TOPEKA — Kansas Department for Aging and Disability Services Secretary Tim Keck told lawmakers Wednesday the department was expecting another review “any day” of a state psychiatric hospital that is losing approximately $1 million a month in federal reimbursements.
Osawatomie State Hospital was decertified by the federal Centers for Medicare and Medicaid Services in late 2015 and no longer receives federal reimbursements for the patients it cares for. KDADS has long been trying to get 60 of the hospital’s 206 patient beds re-certified. Keck said Thursday he thought that could bring back approximately $400,000 of the $1 million the hospital no longer receives in Medicare reimbursements.
Keck told lawmakers on the Legislative Budget Committee on Thursday that he thought the hospital was ready for another survey by the federal agency to determine whether it met requirements to again be certified, but lawmakers said they were frustrated the hospital still wasn’t compliant with standards.

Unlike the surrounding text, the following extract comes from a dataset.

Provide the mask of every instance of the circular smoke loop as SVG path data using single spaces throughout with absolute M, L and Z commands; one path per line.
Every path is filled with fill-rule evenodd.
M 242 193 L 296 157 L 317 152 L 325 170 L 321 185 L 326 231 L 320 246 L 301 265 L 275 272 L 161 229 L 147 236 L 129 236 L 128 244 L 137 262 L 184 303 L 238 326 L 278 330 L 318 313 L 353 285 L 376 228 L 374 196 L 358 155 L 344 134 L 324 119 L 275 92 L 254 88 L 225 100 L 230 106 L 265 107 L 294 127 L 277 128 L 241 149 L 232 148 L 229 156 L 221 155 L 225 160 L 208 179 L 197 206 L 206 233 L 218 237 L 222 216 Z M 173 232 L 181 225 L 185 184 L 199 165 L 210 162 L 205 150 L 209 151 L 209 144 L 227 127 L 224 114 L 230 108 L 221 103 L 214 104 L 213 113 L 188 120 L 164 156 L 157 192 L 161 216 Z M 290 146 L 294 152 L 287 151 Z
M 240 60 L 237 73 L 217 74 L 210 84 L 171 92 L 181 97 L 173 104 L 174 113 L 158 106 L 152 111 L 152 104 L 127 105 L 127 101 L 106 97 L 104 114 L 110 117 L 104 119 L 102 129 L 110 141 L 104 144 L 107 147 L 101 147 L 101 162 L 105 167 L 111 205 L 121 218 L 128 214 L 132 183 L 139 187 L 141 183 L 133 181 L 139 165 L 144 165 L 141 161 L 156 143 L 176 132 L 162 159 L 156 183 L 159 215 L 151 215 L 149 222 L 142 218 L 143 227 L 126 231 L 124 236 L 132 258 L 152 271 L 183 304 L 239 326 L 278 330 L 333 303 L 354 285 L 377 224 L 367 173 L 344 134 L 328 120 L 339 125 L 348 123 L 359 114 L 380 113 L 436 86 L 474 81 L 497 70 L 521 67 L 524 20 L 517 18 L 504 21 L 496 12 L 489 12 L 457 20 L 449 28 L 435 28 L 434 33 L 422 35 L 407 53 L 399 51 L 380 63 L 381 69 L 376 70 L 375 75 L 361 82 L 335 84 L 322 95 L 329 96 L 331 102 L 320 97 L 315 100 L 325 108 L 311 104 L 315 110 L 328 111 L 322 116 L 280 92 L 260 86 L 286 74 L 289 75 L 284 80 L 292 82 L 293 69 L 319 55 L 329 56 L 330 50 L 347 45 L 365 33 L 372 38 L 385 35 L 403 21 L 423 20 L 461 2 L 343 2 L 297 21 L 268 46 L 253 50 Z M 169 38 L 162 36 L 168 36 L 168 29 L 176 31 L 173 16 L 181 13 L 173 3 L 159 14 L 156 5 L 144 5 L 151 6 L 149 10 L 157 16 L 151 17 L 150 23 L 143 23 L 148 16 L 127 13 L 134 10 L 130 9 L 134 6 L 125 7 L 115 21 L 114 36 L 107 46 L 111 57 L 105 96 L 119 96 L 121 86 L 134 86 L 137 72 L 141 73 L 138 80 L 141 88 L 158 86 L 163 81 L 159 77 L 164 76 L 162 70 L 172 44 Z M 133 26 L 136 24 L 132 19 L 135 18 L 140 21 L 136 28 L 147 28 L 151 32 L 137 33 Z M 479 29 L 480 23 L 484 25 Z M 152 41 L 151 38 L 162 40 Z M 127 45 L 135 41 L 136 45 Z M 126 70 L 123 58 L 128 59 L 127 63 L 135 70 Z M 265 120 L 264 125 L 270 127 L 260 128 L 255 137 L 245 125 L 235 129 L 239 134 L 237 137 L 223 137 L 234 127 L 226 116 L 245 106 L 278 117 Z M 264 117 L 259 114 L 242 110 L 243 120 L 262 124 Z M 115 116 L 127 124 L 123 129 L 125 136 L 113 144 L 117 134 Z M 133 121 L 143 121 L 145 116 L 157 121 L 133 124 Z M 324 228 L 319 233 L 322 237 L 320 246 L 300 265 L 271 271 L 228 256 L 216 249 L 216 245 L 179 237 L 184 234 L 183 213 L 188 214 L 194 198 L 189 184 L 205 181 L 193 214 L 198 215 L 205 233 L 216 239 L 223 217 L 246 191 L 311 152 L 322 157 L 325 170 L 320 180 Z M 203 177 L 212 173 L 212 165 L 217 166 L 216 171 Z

The hospital failed to get re-certification after a survey from CMS in May. Keck referred to that as a “halt” in the recertification process. He said the department did not have to reapply for re-certification, but rather tell CMS when the hospital was ready for another survey.
“We’ve been talking about this since February,” said Sen. Carolyn McGinn, a Sedgwick Republican and vice chair of the committee.
In its survey in May, CMS found the hospital was not meeting regulations that govern how it hands out medications, prepares food and treats patients.
Keck said the deficiencies related to the hospital’s operations, not directly to patient care.
“Patient care is much, much better than it was even six months ago or a year ago,” Keck said.
Democratic Sen. Laura Kelly, Topeka, took issue with that characterization.
“I think that food service is an important part of taking care of patients. I also think — particularly in a psychiatric hospital — medication is a critical part of patient care,” Kelly said.
McGinn said the issues CMS cited were “daily routines of hospitals and nursing home facilities.”
“I don’t know why we can’t get that right,” McGinn said.
Keck said some of the problems CMS cited came because the hospital did not have official policies in place, but that the hospital had been meeting those standards.
Keck told lawmakers the hospital faces at least two more surveys. He said he expects one in the coming days to take another look at the deficiencies, but he doesn’t know whether the review will be targeted to look at problem areas or a full survey. After that, he said, inspectors will come back within a few months to make sure the hospital is still compliant.